Statistics-Single Variable descriptive statistics

Source: Internet
Author: User

Review the statistical basis and prepare for the SPSS exam.

Get a strange set of data, like meeting a stranger, we meet a stranger, the first thing is often to look at TA, processing data is the same. Descriptive statistics are looking at a set of data and have a ballpark understanding of the data. In general, the data do three processing: centralized trend central tendency, discrete trend dispersion tendency, distribution morphology distribution tendency. Although simple, but the most basic, is the premise of our subsequent data analysis, through the descriptive statistics of the data, we can choose the appropriate statistical methods to prevent misuse.

Univariate statistical analysis In some books is also called a meta-statistic, only to face a variable, the method is more rigid fixed single.

Part one:central Tendency a positional statistic that sets the different observations (observation) of a variable to a value.
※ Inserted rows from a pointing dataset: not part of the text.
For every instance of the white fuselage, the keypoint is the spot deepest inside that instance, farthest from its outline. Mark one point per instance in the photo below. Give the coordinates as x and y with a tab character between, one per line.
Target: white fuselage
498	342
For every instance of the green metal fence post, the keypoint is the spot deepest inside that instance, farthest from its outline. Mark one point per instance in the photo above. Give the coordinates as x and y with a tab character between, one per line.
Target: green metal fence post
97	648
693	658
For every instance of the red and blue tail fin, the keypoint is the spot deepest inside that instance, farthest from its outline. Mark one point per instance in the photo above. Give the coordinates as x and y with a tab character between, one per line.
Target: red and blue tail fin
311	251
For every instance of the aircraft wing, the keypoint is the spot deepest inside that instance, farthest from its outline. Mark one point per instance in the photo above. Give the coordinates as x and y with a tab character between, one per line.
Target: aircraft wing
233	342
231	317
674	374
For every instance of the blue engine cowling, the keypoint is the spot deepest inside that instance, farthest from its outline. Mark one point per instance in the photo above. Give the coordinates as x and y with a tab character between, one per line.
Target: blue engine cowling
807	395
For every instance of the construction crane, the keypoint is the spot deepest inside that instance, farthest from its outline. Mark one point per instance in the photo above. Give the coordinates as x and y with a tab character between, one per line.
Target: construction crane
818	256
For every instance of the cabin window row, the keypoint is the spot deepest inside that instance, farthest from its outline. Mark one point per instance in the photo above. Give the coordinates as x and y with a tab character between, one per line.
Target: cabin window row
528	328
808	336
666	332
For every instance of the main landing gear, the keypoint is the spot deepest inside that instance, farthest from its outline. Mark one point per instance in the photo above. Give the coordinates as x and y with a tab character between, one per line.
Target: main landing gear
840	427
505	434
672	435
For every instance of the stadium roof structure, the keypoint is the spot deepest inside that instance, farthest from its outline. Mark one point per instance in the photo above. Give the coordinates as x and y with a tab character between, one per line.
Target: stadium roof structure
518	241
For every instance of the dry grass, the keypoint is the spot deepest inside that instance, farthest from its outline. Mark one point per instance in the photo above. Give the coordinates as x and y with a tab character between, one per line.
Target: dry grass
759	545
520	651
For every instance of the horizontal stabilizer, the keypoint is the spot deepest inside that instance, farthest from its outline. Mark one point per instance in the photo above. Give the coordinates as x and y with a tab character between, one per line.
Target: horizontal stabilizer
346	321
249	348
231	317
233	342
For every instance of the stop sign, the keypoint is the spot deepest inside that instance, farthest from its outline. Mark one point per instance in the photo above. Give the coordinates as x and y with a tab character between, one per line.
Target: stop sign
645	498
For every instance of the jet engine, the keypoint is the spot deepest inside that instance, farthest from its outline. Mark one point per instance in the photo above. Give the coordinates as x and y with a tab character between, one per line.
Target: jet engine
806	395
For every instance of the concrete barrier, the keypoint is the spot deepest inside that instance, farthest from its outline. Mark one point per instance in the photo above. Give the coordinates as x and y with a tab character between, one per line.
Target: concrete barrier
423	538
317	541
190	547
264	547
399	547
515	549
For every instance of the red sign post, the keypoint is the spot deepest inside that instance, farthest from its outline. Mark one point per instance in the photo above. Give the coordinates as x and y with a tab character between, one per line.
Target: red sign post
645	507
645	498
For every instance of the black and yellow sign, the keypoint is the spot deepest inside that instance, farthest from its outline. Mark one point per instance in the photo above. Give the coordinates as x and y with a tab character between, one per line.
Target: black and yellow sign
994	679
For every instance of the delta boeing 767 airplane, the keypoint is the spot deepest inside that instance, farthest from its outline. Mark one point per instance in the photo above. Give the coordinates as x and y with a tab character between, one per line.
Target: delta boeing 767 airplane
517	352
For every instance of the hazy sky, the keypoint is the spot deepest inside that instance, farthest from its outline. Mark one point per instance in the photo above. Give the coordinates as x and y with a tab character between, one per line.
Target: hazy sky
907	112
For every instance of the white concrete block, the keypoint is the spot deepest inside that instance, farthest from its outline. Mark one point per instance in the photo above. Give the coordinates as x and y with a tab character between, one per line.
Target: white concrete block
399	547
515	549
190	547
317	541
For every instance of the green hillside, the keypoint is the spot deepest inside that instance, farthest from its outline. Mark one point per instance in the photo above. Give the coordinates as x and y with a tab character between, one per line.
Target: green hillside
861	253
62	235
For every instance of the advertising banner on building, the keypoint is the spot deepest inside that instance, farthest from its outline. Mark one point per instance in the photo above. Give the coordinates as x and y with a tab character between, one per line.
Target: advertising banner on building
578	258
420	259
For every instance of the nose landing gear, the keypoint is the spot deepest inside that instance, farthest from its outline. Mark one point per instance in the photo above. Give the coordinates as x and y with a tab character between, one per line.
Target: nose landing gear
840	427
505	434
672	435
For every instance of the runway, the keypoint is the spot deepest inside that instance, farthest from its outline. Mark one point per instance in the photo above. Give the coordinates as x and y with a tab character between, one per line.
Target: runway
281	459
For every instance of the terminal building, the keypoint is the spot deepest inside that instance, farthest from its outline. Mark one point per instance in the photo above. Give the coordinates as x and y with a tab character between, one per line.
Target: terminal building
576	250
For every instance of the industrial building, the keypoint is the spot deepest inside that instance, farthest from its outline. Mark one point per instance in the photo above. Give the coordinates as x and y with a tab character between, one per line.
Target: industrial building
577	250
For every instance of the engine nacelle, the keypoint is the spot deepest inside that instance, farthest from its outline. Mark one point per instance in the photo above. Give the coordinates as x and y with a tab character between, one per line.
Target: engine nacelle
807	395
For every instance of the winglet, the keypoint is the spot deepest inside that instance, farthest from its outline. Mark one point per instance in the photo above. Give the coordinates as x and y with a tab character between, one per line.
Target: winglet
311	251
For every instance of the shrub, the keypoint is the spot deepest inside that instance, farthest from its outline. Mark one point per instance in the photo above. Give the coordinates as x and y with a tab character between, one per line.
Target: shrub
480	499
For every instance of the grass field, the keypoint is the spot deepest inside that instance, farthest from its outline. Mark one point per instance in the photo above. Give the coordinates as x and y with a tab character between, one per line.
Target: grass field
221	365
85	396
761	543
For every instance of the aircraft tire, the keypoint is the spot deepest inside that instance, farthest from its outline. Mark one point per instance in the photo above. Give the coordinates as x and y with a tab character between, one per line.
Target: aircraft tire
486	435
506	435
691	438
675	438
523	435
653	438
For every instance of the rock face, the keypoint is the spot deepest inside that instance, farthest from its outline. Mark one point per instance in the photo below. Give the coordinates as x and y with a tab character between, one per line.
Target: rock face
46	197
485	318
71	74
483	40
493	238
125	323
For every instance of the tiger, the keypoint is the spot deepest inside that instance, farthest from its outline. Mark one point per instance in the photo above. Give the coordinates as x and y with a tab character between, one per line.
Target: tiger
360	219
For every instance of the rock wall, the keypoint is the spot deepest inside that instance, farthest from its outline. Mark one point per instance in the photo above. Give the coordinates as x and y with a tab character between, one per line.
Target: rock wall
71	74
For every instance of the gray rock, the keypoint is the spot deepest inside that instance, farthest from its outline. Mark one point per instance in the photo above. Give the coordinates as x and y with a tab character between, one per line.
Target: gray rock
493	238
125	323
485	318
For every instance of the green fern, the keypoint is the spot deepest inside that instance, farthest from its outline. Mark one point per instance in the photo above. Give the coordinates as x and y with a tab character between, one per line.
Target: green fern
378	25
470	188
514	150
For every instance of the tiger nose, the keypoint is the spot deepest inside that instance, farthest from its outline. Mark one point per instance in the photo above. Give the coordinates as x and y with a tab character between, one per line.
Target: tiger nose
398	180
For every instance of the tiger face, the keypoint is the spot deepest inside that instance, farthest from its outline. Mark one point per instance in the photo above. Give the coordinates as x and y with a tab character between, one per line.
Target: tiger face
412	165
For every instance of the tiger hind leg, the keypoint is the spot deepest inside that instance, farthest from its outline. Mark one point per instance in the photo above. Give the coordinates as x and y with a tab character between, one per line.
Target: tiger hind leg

1.mean (X-bar), arithmetic mean (the average) a thing. -note that when used, the data should be normally distributed, even if it is not satisfied, it should be a single peak & basic symmetrical distribution. Do not choose to use the arithmetic mean when there are extreme values

2.median, the value of the middle number of the position. Find the location first, then look for the value. Position: (n+1)/2, odd position corresponding value, even? 5 about two numbers of mean. --arbitrary distribution patterns can be used

3.mode, majority

4. Other:

4.1 truncated mean trimmed mean, also known as the correction of the mean. Remove Max, min5%. The advantage is that it removes the effect of extreme values-which can be used when extreme values are available. The downside is that 10% of the data itself is real information, which is removed to reduce the information.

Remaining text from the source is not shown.